Hi, I saw this caffe implementation which is memory efficient. https://github.com/Tongcheng/DN_CaffeScript

And I also notice this in wiki

Memory efficient implementation (newly added feature on June 6, 2017)

There is an option -optMemory which is very useful for reducing GPU memory footprint when training a DenseNet. By default, the value is set to 2, which activates the shareGradInput function 
....

Does that caffe use the above memory efficient way to implementation?

Thanks.

Tongcheng commented 6 years ago

Hello @haikuoyao , caffe version does not because Caffe does not support enough computational graph style optimizations for shareMemory.
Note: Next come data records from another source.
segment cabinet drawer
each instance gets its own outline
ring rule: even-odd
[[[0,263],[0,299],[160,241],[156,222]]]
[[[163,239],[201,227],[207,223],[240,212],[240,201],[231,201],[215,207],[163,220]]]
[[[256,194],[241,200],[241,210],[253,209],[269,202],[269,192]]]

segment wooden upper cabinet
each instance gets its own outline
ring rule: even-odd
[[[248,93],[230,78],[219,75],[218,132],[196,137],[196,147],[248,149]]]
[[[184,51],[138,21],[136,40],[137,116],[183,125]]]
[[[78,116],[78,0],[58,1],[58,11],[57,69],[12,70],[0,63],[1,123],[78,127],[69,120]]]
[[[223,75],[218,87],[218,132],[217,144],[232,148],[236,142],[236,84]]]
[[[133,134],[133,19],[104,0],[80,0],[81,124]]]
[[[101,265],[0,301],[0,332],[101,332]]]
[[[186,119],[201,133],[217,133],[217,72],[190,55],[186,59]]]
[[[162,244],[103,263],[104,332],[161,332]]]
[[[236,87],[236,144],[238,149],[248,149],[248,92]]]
However, my implementation avoids the "2-sidedness" of Caffe, which means within DenseBlock's data memory I didn't use Blob, instead they are pointers. Another issue is Caffe, in multi-gpu case, don't have good load-balance for memory across GPUs.

haikuoyao commented 6 years ago

Thank you, Tongcheng.

It works well on CIFAR data. While I tried to train on my own dataset, batch size has to be set 4. If I set it bigger, I got a out of memory error.
I also tried https://github.com/liuzhuang13/DenseNetCaffe yesterday. It's the same. I wonder should I change network to adapt my dataset? Thanks a million.

liuzhuang13 commented 6 years ago

Hello @haikuoyao,

what is your input size? CIFAR image is 32x32. If your image is much larger, you may want to do a downsampling through a conv with stride 2, before feeding the image into the first dense block, to reduce the memory consumption.

haikuoyao commented 6 years ago

Thanks @liuzhuang13 . yeah, you are right. My images are 224 * 224 which is used for Resnet. Thanks a lot. It's so helpful. Gonna close this issue.